Decompile with APKTool:
apktool d target.apk -o target_decompiled/
This gives you AndroidManifest.xml, resources, and Smali bytecode.
Decompile to Java with jadx:
jadx -d target_jadx/ target.apk
# Or use the GUI:
jadx-gui target.apk
jadx produces readable Java code, making it easier to trace application logic.
Step 2: Static Analysis
Review AndroidManifest.xml
cat target_decompiled/AndroidManifest.xml
Look for:
android:debuggable="true" — allows debugging on non-rooted devices
android:allowBackup="true" — allows backup of app data via ADB
- Exported activities/services/receivers with no permission requirements
- Hardcoded URLs, API endpoints, or suspicious permissions
Search for Hardcoded Secrets
# Search for API keys, tokens, passwords
grep -rn "api_key\|apikey\|secret\|password\|token\|AWS\|PRIVATE" target_jadx/
grep -rn "http://\|https://" target_jadx/ | grep -i "api\|endpoint"
# Find SQLite database paths
grep -rn "SQLiteDatabase\|getWritableDatabase" target_jadx/
MobSF Automated Analysis
MobSF performs comprehensive static (and dynamic) analysis:
# Install MobSF with Docker
docker pull opensecurity/mobile-security-framework-mobsf:latest
docker run -it --rm -p 8000:8000 opensecurity/mobile-security-framework-mobsf:latest
# Access at http://localhost:8000
# Upload your APK and get an automated report
MobSF checks for: insecure data storage, weak cryptography, exported components, network security config issues, and more.
Step 3: Dynamic Analysis with Frida
Frida is a dynamic instrumentation toolkit that lets you inject JavaScript into running processes to hook functions, bypass SSL pinning, and inspect runtime behavior.
Setup Frida
On your PC:
pip3 install frida-tools --break-system-packages
On the Android device/emulator:
# Download frida-server matching your Frida version and device architecture
adb push frida-server /data/local/tmp/
adb shell chmod 755 /data/local/tmp/frida-server
adb shell su -c "/data/local/tmp/frida-server &"
Verify connection:
frida-ps -U # List running processes on USB-connected device
Bypass SSL Certificate Pinning
Many apps implement SSL pinning to prevent traffic interception. Frida can bypass it:
# Using objection (Frida-based tool)
pip3 install objection --break-system-packages
# Start the app and attach objection
adb shell am start -n com.target.app/.MainActivity
objection -g com.target.app explore
# Inside objection shell:
android sslpinning disable
Or use the popular Frida SSL bypass script:
frida -U -f com.target.app -l ssl_bypass.js
Runtime Hooking
Hook a specific function to see its arguments and return values:
// hook_example.js
Java.perform(function() {
var MainActivity = Java.use('com.target.app.MainActivity');
MainActivity.checkLogin.implementation = function(user, pass) {
console.log('Username: ' + user);
console.log('Password: ' + pass);
return this.checkLogin(user, pass);
};
});
frida -U -f com.target.app -l hook_example.js
Step 4: Network Traffic Interception
Configure Burp Suite to intercept Android traffic:
- In Burp: Proxy > Options > set listener to
0.0.0.0:8080
- On Android: Settings > Wi-Fi > modify network > proxy > enter your PC IP and port 8080
- Navigate to
http://burp in Android browser and install the Burp CA certificate
- Install the cert under Settings > Security > Install from storage
After SSL pinning bypass via Frida/objection, all HTTPS traffic appears in Burp in plaintext.
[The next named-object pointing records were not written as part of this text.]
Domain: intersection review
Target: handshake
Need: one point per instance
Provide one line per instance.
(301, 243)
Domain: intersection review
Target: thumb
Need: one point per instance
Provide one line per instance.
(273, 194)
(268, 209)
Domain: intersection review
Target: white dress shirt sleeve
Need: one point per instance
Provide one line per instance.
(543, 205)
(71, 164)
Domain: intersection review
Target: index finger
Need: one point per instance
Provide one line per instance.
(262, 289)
Step 5: Insecure Data Storage Testing
Check for sensitive data stored insecurely:
# Access app's private directory (requires root)
adb shell su -c "ls /data/data/com.target.app/"
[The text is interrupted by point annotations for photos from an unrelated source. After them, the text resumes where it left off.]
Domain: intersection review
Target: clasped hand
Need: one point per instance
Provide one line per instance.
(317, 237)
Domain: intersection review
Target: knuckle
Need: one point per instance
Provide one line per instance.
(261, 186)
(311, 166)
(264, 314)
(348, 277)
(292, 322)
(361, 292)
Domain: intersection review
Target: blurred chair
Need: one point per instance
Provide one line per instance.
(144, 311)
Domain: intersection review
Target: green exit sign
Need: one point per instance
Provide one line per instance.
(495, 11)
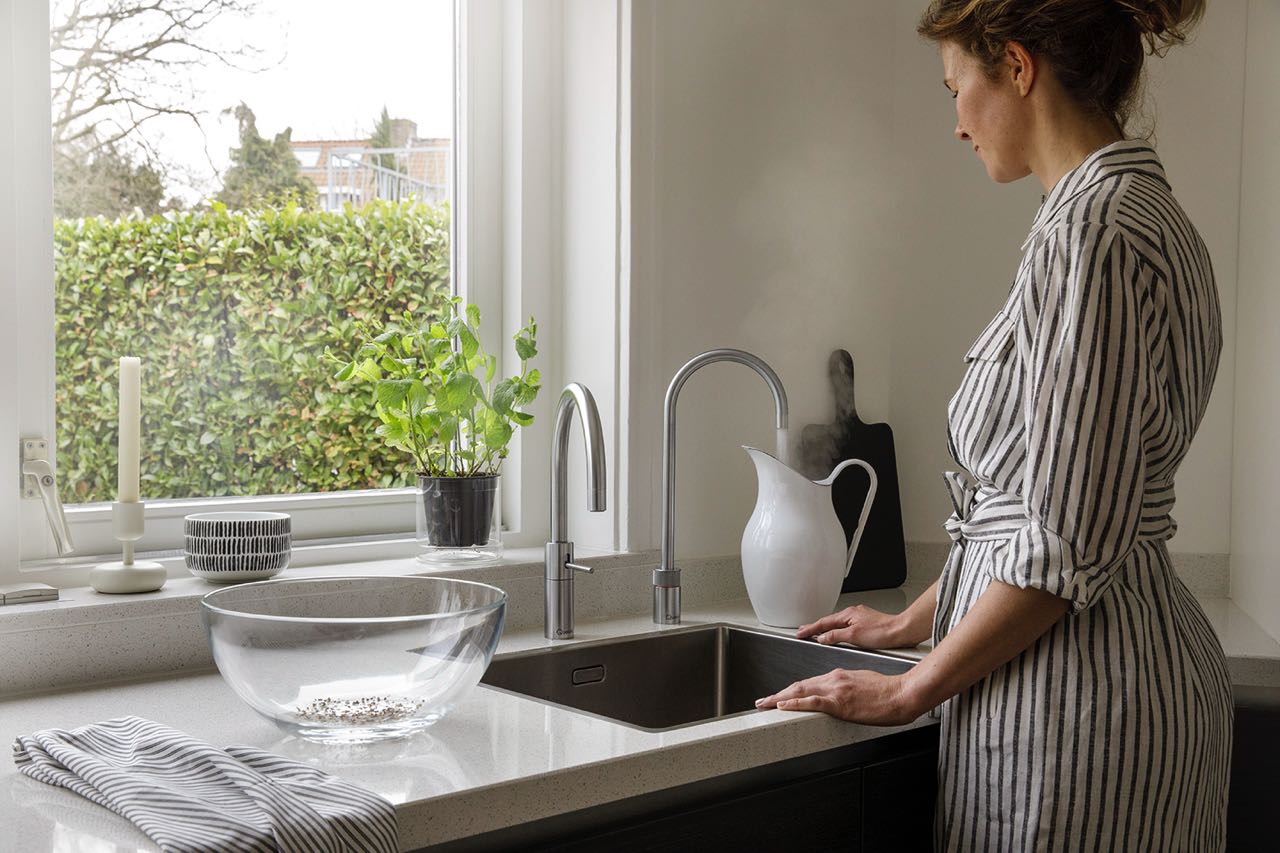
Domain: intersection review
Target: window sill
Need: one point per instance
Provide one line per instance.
(181, 593)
adb pull /data/data/com.target.app/shared_prefs/ .
cat *.xml # Look for tokens, passwords
# Check external storage
adb shell ls /sdcard/Android/data/com.target.app/
Common findings: auth tokens in SharedPreferences, SQLite databases with sensitive data, cleartext files on external storage.
Reporting Findings
Key vulnerabilities to document for mobile app assessments:
- Hardcoded credentials or API keys
- Insecure data storage (SharedPreferences, SQLite, external storage)
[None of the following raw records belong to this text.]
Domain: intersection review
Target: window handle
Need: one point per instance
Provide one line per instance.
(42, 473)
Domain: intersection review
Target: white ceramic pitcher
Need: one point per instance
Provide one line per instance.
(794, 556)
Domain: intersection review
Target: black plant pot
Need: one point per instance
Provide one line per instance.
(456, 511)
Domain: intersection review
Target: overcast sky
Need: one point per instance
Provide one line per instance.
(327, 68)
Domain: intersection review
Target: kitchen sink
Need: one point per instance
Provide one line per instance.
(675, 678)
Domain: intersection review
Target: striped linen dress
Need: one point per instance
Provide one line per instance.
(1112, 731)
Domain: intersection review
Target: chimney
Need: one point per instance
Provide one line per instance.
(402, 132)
- Weak or broken cryptography
- SSL pinning absence or bypassable implementation
- Exported components accessible without authentication
- Debugging enabled in production build
- Sensitive data in logs (
adb logcat)
Mobile app pentesting certifications: eMAPT (eLearnSecurity), GMOB (GIAC Mobile Device Security Analyst), and Certified Mobile Application Security Tester (CMAST).